Retour inquiétant de Trump au Forum économique mondial de Davos
Le président Donald Trump fait son retour au Forum économique mondial à Davos, cette fois dans un contexte de tensions croissantes avec les alliés des États-Unis, notamment à cause de ses menaces de s’emparer du Groenland, d’un conflit commercial transatlantique en expansion et d’une inquiétude grandissante quant à un pouvoir américain devenu imprévisible, rapporte TopTribune.
Sa présence à Davos survient alors que les dirigeants mondiaux se préparent à un discours qui pourrait marquer un tournant pour sa présidence, mise à mal par des taux d’approbation en baisse et une réponse croissante aux raids d’immigration.
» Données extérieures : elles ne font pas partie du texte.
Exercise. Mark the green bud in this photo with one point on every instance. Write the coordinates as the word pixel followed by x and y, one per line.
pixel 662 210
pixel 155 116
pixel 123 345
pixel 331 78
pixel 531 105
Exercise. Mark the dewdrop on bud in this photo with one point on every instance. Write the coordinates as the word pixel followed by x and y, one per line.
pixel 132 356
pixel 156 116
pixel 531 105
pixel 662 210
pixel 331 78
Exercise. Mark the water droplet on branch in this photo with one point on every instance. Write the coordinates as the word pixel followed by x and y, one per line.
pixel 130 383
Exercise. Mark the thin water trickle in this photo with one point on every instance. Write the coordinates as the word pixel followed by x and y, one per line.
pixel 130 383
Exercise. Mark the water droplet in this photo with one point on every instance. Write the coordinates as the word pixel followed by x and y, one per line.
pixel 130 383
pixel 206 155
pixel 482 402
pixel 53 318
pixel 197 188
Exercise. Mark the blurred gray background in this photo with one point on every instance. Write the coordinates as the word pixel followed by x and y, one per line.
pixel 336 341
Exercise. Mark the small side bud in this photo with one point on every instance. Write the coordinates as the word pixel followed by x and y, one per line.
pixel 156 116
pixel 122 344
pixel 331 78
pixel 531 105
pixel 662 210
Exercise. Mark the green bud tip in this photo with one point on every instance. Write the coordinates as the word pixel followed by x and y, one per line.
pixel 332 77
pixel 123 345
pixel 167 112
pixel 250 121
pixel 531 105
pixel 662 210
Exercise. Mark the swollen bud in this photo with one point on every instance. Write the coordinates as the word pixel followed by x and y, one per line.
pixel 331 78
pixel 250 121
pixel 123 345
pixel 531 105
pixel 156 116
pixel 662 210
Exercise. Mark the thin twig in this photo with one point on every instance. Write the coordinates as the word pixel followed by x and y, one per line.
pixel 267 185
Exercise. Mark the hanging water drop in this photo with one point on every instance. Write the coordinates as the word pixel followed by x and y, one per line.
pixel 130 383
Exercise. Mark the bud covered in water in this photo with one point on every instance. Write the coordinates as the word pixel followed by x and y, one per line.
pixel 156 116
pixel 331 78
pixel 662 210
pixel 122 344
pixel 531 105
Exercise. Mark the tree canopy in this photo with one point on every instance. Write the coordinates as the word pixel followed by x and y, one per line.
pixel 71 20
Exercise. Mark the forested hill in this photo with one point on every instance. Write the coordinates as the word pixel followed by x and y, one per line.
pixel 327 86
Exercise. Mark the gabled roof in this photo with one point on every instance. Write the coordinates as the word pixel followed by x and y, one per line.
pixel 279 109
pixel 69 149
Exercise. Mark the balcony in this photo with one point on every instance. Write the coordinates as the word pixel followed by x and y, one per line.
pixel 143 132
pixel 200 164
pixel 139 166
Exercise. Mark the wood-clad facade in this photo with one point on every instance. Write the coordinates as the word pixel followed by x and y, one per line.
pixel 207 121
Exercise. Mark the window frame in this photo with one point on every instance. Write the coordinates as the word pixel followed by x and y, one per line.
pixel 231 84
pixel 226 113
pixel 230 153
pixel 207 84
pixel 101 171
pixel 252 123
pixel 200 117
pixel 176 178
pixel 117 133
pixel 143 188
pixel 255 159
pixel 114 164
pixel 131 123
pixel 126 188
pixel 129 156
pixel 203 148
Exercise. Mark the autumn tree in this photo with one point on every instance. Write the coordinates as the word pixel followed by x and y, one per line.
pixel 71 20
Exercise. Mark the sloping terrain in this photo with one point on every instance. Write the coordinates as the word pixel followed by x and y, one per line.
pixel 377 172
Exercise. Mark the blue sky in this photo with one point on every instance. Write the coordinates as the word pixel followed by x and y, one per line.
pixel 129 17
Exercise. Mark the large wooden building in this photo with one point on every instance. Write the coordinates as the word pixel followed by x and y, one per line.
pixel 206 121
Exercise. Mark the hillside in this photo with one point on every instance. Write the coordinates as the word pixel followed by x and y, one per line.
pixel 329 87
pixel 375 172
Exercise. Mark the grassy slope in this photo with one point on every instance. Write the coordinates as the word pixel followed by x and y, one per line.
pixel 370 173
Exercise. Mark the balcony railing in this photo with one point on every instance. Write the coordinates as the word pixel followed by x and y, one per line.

Ce discours pourrait tester sa volonté de rassurer ses alliés, comme il l’avait fait en 2018, ou de formaliser une doctrine de coercition.
Lors d’une conférence de presse à la Maison-Blanche, Trump a déclaré qu’il mettrait en avant les succès américains, affirmant : « Je vais parler du succès énorme que nous avons eu en un an. » Pendant ce temps, des leaders mondiaux, tels que le Premier ministre canadien Mark Carney et le président français Emmanuel Macron, ont exprimé des critiques voilées sur la conduite de Trump, avertissant d’un « rupture » dans l’ordre mondial.
Les remarques des dirigeants sont survenues après que Trump a publié une image générée par IA le montrant avec un drapeau américain au Groenland, affirmant que « le Groenland est impératif pour la sécurité nationale et mondiale ». Cette situation a perturbé l’ouverture d’un forum censé se concentrer sur l’intelligence artificielle, la croissance économique et le changement climatique.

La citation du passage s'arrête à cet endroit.